C'est surtout en matière d'organisation du travail que se décèlent le plus nettement les tendances protectionnistes du nouveau régime. Dès qu'il a fait passer aux mains des artisans eux-mêmes la police des métiers, ceux-ci s'empressent d'exploiter la situation au profit exclusif de leurs membres. Si l'échevinage ne parvenait à leur imposer quelque modération et si, par la force des choses, l'intérêt du consommateur ne s'opposait à l'intérêt du producteur, ils ne tarderaient pas à faire de leur monopole une véritable exploitation du public. Le bien commun de la ville n'est plus et ne peut plus être le mobile de leur conduite. Chaque corporation professionnelle se considère comme un corps indépendant, propriétaire privilégié d'une branche d'industrie. C'est vraiment en propriétaire qu'elle agit. Comme un propriétaire, en effet, elle considère le métier comme un bien de famille passant naturellement du père au fils. Elle réduit, en faveur des fils des «maîtres», le temps de l'apprentissage, tandis qu'elle rend celui-ci de plus en plus long et de plus en plus coûteux pour les nouveaux venus. Pareillement, elle ne s'ouvre qu'avec peine au «compagnon» venu du dehors. Elle exige de lui, avant de l'admettre à l'exercice de la profession, un certificat en règle de bonne conduite, vie et mœurs, et l'attestation qu'il a satisfait, dans une «bonne ville», aux règlements sur l'apprentissage. Encore ne l'accepte-t-elle que si ses propres membres jouissent dans cette ville d'une entière réciprocité. Il arrive même qu'elle ne se montre pas aussi généreuse et qu'elle impose, comme une condition préliminaire du droit au travail, l'acquisition de la bourgeoisie. Plus on avance, et plus on la voit prodiguer les mesures restrictives. Il en est, en somme, de chaque métier comme il en avait été antérieurement du patriciat. Les avantages dont il jouit le portent invinciblement à ne les réserver qu'à ses ayants droit, à se confiner dans le privilège et à ne s'inspirer que de la maxime beati possidentes.

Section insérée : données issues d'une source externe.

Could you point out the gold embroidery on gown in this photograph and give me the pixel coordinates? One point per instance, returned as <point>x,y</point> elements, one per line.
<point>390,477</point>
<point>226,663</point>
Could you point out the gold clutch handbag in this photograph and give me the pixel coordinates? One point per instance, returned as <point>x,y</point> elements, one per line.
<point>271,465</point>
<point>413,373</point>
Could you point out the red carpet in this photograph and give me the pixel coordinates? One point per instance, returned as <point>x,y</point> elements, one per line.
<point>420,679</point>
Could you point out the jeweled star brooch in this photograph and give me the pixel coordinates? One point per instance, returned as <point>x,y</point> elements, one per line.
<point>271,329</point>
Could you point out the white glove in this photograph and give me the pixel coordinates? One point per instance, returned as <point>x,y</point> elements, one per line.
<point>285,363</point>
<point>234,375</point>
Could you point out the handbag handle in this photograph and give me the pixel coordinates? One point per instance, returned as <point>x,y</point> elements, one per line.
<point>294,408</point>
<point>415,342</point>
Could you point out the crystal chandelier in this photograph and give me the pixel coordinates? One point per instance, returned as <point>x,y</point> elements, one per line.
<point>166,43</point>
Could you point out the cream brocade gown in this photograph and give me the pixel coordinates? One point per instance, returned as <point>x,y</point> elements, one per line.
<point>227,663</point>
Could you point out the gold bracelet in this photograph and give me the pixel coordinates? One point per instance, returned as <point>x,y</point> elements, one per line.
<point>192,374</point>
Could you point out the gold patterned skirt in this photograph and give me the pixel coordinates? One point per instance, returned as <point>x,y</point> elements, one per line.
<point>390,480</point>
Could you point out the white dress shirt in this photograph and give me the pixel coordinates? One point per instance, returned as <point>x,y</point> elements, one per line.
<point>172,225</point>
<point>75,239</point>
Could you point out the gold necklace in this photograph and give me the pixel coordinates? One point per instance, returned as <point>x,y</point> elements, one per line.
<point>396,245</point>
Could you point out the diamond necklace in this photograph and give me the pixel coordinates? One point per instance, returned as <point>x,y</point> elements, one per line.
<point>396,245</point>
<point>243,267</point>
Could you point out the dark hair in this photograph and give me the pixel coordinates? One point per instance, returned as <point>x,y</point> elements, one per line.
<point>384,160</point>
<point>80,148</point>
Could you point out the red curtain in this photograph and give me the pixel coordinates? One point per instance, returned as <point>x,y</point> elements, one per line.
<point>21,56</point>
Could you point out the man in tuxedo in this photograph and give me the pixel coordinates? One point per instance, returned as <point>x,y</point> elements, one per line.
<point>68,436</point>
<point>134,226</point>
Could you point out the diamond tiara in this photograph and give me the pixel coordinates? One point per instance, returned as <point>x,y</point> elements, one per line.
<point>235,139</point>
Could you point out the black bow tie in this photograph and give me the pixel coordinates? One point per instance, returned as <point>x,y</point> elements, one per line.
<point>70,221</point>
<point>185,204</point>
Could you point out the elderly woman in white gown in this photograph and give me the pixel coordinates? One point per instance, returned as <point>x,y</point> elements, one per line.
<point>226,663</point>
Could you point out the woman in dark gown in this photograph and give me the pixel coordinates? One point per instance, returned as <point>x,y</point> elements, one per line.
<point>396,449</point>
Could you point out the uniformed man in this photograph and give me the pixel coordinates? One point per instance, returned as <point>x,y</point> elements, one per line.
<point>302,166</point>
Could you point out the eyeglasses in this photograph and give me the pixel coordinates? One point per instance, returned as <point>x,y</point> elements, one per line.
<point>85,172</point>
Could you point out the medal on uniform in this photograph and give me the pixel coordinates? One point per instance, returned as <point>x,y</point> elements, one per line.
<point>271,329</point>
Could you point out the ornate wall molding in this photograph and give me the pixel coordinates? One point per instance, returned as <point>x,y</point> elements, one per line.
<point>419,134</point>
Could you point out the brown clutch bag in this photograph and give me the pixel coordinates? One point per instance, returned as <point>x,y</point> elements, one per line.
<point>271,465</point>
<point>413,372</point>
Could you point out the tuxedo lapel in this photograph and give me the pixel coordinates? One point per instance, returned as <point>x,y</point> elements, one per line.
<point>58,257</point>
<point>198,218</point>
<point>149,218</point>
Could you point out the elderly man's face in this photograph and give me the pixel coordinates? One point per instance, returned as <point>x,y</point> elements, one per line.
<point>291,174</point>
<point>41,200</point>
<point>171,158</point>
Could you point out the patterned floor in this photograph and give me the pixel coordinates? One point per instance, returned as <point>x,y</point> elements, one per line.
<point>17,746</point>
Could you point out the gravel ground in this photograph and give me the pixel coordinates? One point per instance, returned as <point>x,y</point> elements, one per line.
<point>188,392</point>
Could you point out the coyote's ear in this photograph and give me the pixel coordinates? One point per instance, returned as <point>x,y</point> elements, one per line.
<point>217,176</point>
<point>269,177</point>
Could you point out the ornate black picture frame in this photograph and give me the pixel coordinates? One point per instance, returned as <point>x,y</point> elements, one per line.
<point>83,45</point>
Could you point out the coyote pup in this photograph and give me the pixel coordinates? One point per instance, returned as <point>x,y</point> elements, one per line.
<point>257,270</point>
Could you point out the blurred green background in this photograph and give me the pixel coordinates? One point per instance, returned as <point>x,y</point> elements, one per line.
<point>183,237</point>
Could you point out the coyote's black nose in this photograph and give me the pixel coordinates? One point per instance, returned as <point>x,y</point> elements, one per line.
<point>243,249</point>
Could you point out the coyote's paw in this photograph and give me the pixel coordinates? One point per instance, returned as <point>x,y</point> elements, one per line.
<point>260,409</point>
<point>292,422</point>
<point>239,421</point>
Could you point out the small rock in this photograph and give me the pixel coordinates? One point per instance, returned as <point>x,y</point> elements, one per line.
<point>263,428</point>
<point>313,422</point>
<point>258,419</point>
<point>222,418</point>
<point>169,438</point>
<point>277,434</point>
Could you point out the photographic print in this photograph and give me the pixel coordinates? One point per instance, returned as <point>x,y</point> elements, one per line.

Mais l'égoïsme dont il fait preuve à l'égard des gens du dehors a sa contre-partie dans la sollicitude qu'il témoigne à ses membres. Il n'épargne rien pour assurer et pour améliorer leur condition. Il organise des institutions d'assistance et de secours mutuels. Si ses ressources le lui permettent, il fonde un hospice pour les vieillards et bâtit une chapelle ou en acquiert une dans quelque église. Au décès d'un confrère, il assiste en corps à ses funérailles et subvient à l'existence de la veuve et des orphelins. L'esprit de solidarité et de charité chrétienne qui l'anime donne un spectacle vraiment admirable. Dans le cercle étroit de la profession où il est confiné, il peut maintenir et maintient la fraternité et l'égalité de tous. Il ne permet pas à un maître d'agir au détriment des autres maîtres, de leur enlever leurs clients, d'augmenter, à leur préjudice, le nombre de ses compagnons ou de ses apprentis. L'intérêt du groupe constitue d'ailleurs une barrière assez forte pour contenir la poussée de l'intérêt privé et de l'ambition personnelle. Bien rares sont ceux qui cherchent à échapper à la règle commune et ne se contentent point d'une condition où ils trouvent une existence assurée et honorable. Malgré la différence de leurs rangs, les maîtres, les compagnons et les apprentis s'unissent dans un même sentiment de solidarité et de concorde. Car, si les maîtres jouissent d'importantes prérogatives, leur genre de vie les rapproche des compagnons dont ils partagent les travaux et qu'ils ont jadis, au temps de l'apprentissage, logés sous leur toit, nourris à leur table et traités comme leurs enfants.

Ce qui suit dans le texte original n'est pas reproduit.